In May 2019, during Laporte’s unsuccesful defamation lawsuit against the newspaper L’Equipe, lawyer Philippe Peyramaure, one of the three members of the disciplinary committee who sanctioned Montpellier, revealed that Simonet had called him on the morning of June 30th to tell him about the phone call from a “not happy” Laporte.

Laporte, said Peyramaure, “had told him, rather brutally, that Altrad was an important sponsor of the France team” as well as an important supporter of France’s bid for the 2023 Rugby World Cup, and that it was necessary to reduce the sanctions against Montpellier.

The investigation into the links between Laporte and Altrad has been initiated by the French minister of sports, Laura Flessel, in August 2017, and in January 2018, at the request of the PNF, the BRDE searched the headquarters of the FFR in Marcoussis. Laporte’s home was also searched.

Laporte, who coached France from 2000 to 2007, himself served as secretary of state for sports under Nicolas Sarkozy from 2007 to 2009.

Tuesday’s questioning of Laporte comes just 10 days before the election for president of the FFR, in which he is seeking a second term. His main oppoinent is Florian Grill, who has the support of three former French captains, Serge Blanco, Abdelati Benazzi and Fabien Pelouos among many other illustrious names. Laporte’s lawyer, Jean-Pierre Versini-Campinchi, has described the timing of today’s events as “deplorable”.

These developments could hamper Laporte’s campaign or, if he is charged with any wrongdoing, potentially even de-rail his candidature.

Pending his appearance at the BRDE’s offices in Paris, Laporte issued a lengthy statement to the 1,800 club presidents whose votes will decide the FFR presidential elections.

“Obviously I am angry.

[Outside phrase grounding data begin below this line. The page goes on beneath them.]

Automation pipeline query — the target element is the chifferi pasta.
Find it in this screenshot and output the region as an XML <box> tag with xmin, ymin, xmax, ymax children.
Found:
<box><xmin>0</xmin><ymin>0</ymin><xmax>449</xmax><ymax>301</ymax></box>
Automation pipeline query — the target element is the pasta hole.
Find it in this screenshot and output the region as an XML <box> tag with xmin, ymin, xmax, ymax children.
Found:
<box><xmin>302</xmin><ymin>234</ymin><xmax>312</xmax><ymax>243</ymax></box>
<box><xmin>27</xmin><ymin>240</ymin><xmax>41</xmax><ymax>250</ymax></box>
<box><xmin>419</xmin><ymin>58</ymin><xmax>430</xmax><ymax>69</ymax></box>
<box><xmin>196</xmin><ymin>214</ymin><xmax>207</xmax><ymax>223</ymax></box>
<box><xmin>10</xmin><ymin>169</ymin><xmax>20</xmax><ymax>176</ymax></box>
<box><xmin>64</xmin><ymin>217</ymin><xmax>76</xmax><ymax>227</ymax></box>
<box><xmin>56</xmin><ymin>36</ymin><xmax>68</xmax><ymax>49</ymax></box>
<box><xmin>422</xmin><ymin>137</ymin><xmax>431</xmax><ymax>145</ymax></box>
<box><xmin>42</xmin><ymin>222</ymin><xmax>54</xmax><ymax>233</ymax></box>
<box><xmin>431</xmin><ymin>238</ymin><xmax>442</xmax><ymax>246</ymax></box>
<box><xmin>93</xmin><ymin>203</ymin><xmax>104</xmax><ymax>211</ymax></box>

Not for myself, because I have nothing to reproach myself with, but for you leaders of volunteer clubs. They are trying by incredible means to steal this election from you, to steal your vote for which I fought. This timetable is appalling and unworthy of the functioning of an enlightened democracy. I say it loud and clear: we will fight, resist, and revolt,” wrote Laporte, who vowed that he would win on October 3rd.

Earlier this year Laporte was also elected, unopposed, as vice-chairman of World Rugby, who will be watching on with interest and perhaps even a little dread.

As well as the so-called ‘Altrad Affair’, last month the satirical weekly newspaper Le Canard Enchaîné claimed that the BRDE’s investigations included France’s successful 2023 World Cup bid ahead of South Africa and Ireland.